Green Day proceeded to put out a string of really good (and big-selling) albums, Dookie, Insomniac and Nimrod, but by 2000's Warning, their creative needle was on E. There was only so much they could do with their tools of the trade and they seemed like they were on their way out. This was a band that always put on an entertaining live show and put out bubbly singles, but what else could they do? They had grown up and their material was becoming more and more mature. So, how could a band of jesters do more when they ran out of tricks?
Enter American Idiot, a rock opera of sorts, complete with intricate song structures while still retaining a pop-punk feel. Its lyrics narrate a long, drawn-out story, all backed by a wide range of tempos and feels.
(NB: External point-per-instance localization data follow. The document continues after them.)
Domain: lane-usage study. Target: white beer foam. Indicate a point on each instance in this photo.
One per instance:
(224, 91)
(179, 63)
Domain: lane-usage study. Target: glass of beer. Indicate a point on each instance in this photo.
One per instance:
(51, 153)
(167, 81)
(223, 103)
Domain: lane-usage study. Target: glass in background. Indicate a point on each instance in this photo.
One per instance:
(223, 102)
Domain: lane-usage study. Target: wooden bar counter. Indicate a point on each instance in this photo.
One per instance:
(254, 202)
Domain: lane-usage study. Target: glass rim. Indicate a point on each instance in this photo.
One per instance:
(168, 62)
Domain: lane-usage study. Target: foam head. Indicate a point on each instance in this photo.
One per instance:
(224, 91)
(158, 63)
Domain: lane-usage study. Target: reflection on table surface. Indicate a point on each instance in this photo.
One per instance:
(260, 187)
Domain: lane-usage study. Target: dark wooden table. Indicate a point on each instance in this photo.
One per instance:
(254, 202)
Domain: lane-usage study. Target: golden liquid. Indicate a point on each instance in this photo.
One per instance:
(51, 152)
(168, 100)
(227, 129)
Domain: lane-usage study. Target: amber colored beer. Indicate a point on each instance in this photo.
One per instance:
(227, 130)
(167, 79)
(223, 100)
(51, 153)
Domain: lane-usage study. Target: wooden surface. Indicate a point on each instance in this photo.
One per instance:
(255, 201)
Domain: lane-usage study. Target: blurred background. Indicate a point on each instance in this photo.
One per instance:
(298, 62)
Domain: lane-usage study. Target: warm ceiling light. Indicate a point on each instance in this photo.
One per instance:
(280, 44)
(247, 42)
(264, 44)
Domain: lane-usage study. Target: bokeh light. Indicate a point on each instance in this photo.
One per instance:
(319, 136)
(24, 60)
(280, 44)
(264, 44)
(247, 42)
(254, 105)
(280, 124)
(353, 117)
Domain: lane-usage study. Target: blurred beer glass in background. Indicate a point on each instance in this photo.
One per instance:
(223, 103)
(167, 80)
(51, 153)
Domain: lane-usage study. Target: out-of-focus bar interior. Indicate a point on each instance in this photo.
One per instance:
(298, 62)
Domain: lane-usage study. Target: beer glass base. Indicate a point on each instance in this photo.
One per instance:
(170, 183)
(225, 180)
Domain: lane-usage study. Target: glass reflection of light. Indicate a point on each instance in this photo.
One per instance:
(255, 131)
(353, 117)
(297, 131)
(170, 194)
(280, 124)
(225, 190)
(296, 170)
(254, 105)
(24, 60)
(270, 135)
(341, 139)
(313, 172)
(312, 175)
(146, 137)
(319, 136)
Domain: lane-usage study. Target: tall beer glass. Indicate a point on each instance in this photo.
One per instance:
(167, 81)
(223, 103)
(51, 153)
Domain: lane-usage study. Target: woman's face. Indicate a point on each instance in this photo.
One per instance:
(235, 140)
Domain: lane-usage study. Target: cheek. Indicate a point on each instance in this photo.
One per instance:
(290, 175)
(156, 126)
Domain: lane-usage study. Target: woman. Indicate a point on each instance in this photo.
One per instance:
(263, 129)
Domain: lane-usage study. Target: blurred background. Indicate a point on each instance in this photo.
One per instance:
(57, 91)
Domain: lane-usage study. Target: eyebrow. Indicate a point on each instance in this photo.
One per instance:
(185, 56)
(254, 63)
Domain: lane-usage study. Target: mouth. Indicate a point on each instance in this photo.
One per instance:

This was something really special and people really responded to it, especially with issues brought up in an election year. American Idiot is as strong as Green Day's other albums, but their public persona has gone towards something that the people back on Gilman Street feared the worst: they've become the kind of rock stars that you can't relate to.
It's not the glitz and the glamour that I have a problem with; it's the attitude that the band, especially singer/guitarist Billie Joe Armstrong, seems to exude these days. Reading in Rolling Stone about how Armstrong feels like he's pretty good at being a rock star is not something I can relate to. Before, I could understand this rather pudgy guy with crooked teeth. Now with all the black eyeliner, designer clothes and the rock star attitude, he might as well be Mariah Carey. Hearing about how their shows are more arena rock clichefests than anything else, I wonder if the band's playing a really funny joke on us. Is it too late to call these guys sellouts?
I know it's not my life and not everything is going to be as pure as I would like it to be. I have a right to speak up as much as other people want to talk up fame and fortune. What interests me is a sense of disconnect between a musician as a person and a musician as an entity or myth. We're all human beings, but there is a myth that once someone attains certain achievements, that person has superpowers. Well, that Jedi mind trick works on others, but not me.
I still think highly of Green Day because they were a gateway band for me. If it weren't for them, I don't think I would have appreciated a band like Screeching Weasel or Operation Ivy. They've done some great stuff on all of their records, but it annoys me that I have to turn a blind eye to them playing the roles of rock stars for the mall punk crowd. This isn't about community. This isn't relatable.